For me, women's ordination is simply reality. Granting women holy orders is thus quite possible, period, end of story. Female priests are an enrichment of our lives -- insofar as one is open to the possibility.

I would say that they are not merely priests with XX-23 chromosomes. Women as priests bring change with them, and that is to be expected. However, I would also say that their gender had less to do with the changes relative to Roman Catholic priests than the fact that most are married and have children. That is the critical difference between Roman Catholic and Anglican or Old Catholic priests, not their gender. I am convinced of it.

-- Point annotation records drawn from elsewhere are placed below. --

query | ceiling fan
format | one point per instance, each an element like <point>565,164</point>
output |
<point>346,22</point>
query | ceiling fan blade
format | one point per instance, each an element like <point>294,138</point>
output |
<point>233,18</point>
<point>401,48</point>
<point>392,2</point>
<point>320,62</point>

There is also the question of whether such changes can be accepted by the grassroots. Here are the strongest arguments against women's ordination. It has little to do with Holy Scripture or dogma. Instead, it has everything do to with acceptance. The arguments for and against women's ordination are plainly smokescreens for what the individual people want -- otherwise one or the other side would have won the debate long ago and it would no longer be an issue. Instead, it grows.

If one tries to force their own idea through against the will of the grassroots, then schism is pre-programmed. You have to be honest enough to accept that as reality, whatever your theology. The only question is how this schism is handled or discussed. The model of "flying bishops" in the Church of England was a messy compromise, but it did work rather well for a time, until that compromise began to crumble because of pressure from the left, and until Rome decided to try luring conservative Anglicans across the Tiber.

Naturally you can dismiss the necessity of open discussion and just say the church is being held hostage by conservatives (or liberals). Maybe there is even something to that. But in the end, we must all ask ourselves the question: What is more important? Equal treatment of man and woman? Or the unity of the Holy Church? It is highly unlikely that both will be possible in the foreseeable future. And that is the question that everyone who discusses the issue must ask, and answer honestly, before any discussion can be productive.